This past August, Vice President Mike Pence had a successful visit to Colombia, our closest ally in the South America. The Vice President's visit to this Andean nation (whose capital, Bogota, is only a three-hour flight from Miami) demonstrates the Trump administration's commitment to Colombia as a strategic partner.

Colombia recently ended its multi-decade internal conflict fueled and funded mostly by deadly narcotics, but the nation once again faces a turning point with consequences for America's neighborhoods and communities already battling the opioid crisis.

In the 1990s and through recent years, the U.S.' Plan Colombia assistance package of approximately $10 billion helped Colombia (in particular, the Colombian police and military) beat back the mighty drug-funded narco-terrorists like the FARC and the big drug cartels. The hard dollars and military equipment paid for by U.S. taxpayers helped to bring some version of peace to Colombia by directly tackling the drug threat and taking the fight to the cocaine fields.

The U.S. assistance package also prevented an even greater destabilizing influence from taking hold in Colombia in the form of a narco-state. U.S. companies saw the investment Congress made in Colombia through the assistance package and the U.S. Colombia free trade agreement as a signal that legitimate trade benefitting both countries could thrive and prosper.

The key to the U.S. assistance was to knock out the narcotics industry (deadly cocaine and heroin) that not only funded the chaos and terrorism from within but threatened the U.S. and other nations via the deadly international narcotics trade. One of the primary tools was aerial spraying of the enormous coca crop before it was converted to deadly cocaine for smuggling to here and Europe.

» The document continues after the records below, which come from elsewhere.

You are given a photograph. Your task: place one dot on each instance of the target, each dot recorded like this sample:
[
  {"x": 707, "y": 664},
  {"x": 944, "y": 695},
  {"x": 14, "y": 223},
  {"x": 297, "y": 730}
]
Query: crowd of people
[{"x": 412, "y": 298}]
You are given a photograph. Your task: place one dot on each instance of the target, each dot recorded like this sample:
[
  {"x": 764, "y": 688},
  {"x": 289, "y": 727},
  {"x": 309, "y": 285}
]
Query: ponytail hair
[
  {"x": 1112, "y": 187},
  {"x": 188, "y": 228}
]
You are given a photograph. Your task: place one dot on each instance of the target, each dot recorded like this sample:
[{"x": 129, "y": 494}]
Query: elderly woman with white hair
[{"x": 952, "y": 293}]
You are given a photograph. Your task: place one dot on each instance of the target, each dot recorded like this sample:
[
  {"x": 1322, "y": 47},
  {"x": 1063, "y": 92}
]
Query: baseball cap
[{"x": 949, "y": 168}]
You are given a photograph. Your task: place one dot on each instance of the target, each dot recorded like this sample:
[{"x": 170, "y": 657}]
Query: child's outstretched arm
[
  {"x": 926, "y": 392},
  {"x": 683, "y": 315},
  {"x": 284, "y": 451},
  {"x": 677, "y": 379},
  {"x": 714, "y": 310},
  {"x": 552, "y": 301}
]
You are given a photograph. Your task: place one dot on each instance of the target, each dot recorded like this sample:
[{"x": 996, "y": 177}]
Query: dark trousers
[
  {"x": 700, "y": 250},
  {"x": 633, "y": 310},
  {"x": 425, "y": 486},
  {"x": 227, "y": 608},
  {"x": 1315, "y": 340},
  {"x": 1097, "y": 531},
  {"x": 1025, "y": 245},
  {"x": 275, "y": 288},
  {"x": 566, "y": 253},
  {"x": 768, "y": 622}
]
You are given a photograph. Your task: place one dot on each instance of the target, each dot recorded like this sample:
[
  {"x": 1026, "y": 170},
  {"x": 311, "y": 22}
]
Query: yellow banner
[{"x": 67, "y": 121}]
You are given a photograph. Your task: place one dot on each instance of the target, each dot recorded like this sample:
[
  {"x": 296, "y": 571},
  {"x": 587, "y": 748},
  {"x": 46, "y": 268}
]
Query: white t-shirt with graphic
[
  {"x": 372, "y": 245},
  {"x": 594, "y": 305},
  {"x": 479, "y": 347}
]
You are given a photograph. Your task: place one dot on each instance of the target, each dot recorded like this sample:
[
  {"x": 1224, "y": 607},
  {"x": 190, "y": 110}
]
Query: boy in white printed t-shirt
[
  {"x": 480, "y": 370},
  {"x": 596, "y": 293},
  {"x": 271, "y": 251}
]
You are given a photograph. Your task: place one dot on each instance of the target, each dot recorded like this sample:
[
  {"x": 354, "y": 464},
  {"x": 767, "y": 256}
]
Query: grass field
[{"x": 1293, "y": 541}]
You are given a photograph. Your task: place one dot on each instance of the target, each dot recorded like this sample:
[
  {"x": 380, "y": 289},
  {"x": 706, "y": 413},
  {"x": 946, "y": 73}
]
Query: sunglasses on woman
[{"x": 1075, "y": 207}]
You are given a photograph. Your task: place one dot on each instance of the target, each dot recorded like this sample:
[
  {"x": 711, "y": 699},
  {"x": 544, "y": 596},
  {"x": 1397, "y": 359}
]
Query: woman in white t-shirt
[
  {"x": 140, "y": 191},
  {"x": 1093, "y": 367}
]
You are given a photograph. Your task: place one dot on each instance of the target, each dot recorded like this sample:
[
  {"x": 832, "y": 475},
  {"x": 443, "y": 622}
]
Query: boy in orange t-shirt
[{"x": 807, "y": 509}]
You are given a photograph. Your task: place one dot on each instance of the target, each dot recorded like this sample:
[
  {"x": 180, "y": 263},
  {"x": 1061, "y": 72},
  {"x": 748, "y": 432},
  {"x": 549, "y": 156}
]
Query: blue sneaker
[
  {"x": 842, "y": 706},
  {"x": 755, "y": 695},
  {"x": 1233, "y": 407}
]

Sadly, some of our European friends worried primarily about dubious environmental concerns more than the devastating effect of cocaine and heroin production on our citizens and the local environment. They successfully lobbyied the Colombia's current president, Juan Manuel Santos, to stop coca eradication through the spraying of the herbicide Roundup. Roundup has long proven safe and worked wonders under Plan Colombia.

Europeans thus unwisely helped put an end to spraying coca leaf. The result we have seen is an alarming rise in coca production and tons and tons of a new cocaine and heroin available for export. Cocaine use is rising for the first time in years, up 8 percent in some surveys in the U.S. due to this increased, deadly, and cheap supply. We can ill afford a return to cocaine crisis at home in light of the already existing opiate meltdown we face now. Also, the crisis next door in Venezuela means we need a strong and stable Colombia now even more than ever.

The Trump administration has rightfully made it clear that we are not happy with the direction Colombia is headed on the coca and heroin front. The billions in illicit monies narco-traffickers will again use to poison and corrupt any effort at lasting peace in that long-troubled nation, will spell disaster for both the Colombian people and the U.S. as well.

The Trump administration deserves credit (instead of scorn from some foreign policy elites) for the direct message to President Santos. For the sake of both countries, Colombia needs to change its current approach to fighting narcotics traffickers or face a drug crisis from within, without a full-fledged U.S. partner this time around.

William Burlew is Executive Director of the U.S. Colombia Business Partnership and a former Congressional staff member who worked on Plan Colombia.